Note that this is a function of the GIF viewer. An image / video viewer that can play GIFs with length, speed, and movement controls would afford this.
vlc seems to do this (Android version).
I'll grant that the usual methods of interacting with GIFs don't do this, and am not arguing that they do. But if you really want a specific functionality, you can look for a tool which might provide that.
It has, if the thing you are showing fits the media. If you show the different flags of ls without explaination you would be better of just showing me the printout of ls -h
If you are showing off some beautiful TLI, an interactive prompt or ascii animations, this is the perfect tool.
As someone who works in film: film also doesn't lend itself to everything. Certain internal observations that work great in literature would be unwatchable on film etc.
Or to take it to the extreme: you don't expect the overview of an database to be experimental performance video art.
> If you are showing off some beautiful TLI, an interactive prompt or ascii animations, this is the perfect tool.

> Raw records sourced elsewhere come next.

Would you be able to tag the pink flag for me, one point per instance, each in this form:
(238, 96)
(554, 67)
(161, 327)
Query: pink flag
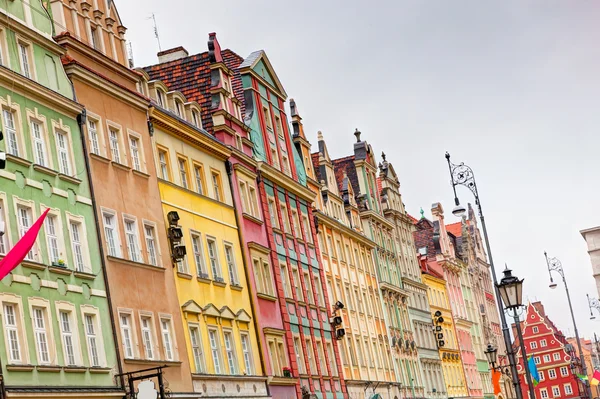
(21, 248)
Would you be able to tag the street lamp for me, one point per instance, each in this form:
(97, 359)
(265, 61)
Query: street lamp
(511, 290)
(554, 265)
(462, 175)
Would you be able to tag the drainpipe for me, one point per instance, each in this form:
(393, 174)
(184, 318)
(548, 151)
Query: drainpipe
(229, 169)
(81, 120)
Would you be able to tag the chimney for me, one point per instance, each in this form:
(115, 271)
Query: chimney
(172, 54)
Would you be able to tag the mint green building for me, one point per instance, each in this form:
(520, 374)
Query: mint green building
(56, 338)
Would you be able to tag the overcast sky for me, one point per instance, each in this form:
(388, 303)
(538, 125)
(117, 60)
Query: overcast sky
(509, 87)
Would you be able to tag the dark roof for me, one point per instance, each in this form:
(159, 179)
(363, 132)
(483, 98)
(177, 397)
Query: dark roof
(191, 76)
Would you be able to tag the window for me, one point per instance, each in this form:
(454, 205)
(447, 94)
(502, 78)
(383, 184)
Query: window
(112, 235)
(230, 351)
(25, 221)
(93, 136)
(113, 136)
(199, 176)
(12, 143)
(151, 244)
(67, 337)
(214, 258)
(41, 335)
(183, 172)
(52, 237)
(76, 245)
(533, 345)
(62, 147)
(39, 143)
(165, 327)
(216, 179)
(25, 64)
(126, 336)
(134, 147)
(92, 339)
(231, 267)
(568, 389)
(215, 350)
(12, 332)
(133, 247)
(147, 338)
(163, 165)
(197, 349)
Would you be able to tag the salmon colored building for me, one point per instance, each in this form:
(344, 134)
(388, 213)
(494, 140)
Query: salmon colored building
(145, 312)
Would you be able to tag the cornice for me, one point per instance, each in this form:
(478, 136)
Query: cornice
(40, 93)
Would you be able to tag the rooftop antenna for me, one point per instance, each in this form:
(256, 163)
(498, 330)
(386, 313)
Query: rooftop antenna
(155, 31)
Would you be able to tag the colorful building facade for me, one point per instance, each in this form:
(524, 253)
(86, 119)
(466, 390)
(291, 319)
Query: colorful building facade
(56, 331)
(146, 314)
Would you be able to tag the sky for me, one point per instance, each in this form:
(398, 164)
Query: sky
(508, 87)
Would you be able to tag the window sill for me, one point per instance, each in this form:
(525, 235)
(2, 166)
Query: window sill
(20, 367)
(18, 160)
(85, 275)
(48, 369)
(120, 166)
(186, 276)
(136, 264)
(45, 170)
(100, 158)
(252, 218)
(69, 179)
(141, 174)
(267, 297)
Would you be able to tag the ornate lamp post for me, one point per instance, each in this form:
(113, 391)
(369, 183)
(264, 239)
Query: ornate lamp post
(462, 175)
(511, 290)
(554, 265)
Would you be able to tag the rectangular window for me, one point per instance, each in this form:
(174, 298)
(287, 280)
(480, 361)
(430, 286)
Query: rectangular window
(12, 332)
(77, 246)
(197, 349)
(52, 238)
(133, 247)
(134, 147)
(199, 176)
(151, 244)
(183, 172)
(25, 64)
(25, 221)
(112, 235)
(92, 339)
(165, 327)
(113, 136)
(215, 349)
(12, 144)
(231, 267)
(214, 258)
(41, 335)
(93, 136)
(216, 179)
(147, 338)
(230, 350)
(163, 165)
(126, 335)
(39, 143)
(67, 337)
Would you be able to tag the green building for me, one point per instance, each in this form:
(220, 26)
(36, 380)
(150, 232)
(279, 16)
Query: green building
(56, 338)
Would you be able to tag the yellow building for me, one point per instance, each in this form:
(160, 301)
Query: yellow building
(211, 282)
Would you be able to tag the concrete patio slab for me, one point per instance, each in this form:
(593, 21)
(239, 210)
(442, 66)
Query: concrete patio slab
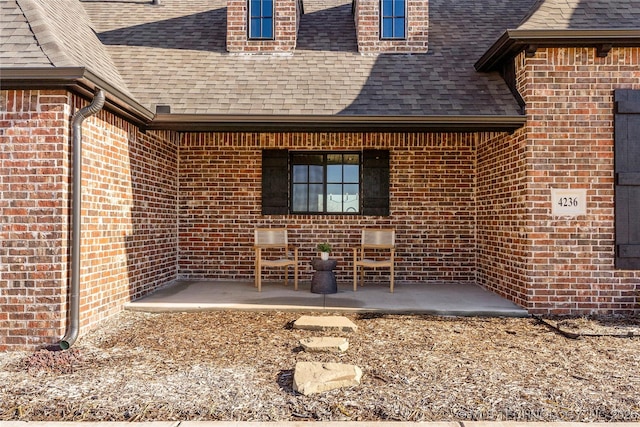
(448, 299)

If you want to just show something off, a GIF (or real video) is the answer.
The defining feature of asciinema is that you can copy the text out of the animation. Which is actually not that useful most of the time, because you can't search for text in asciinema (AFAIK?) like you can in, well, documentation.
Why so? You can't pause or seek GIFs. GIFs and video files are usually several times larger than asciinema recordings of the same content. And you can't copy text out of them when it is useful.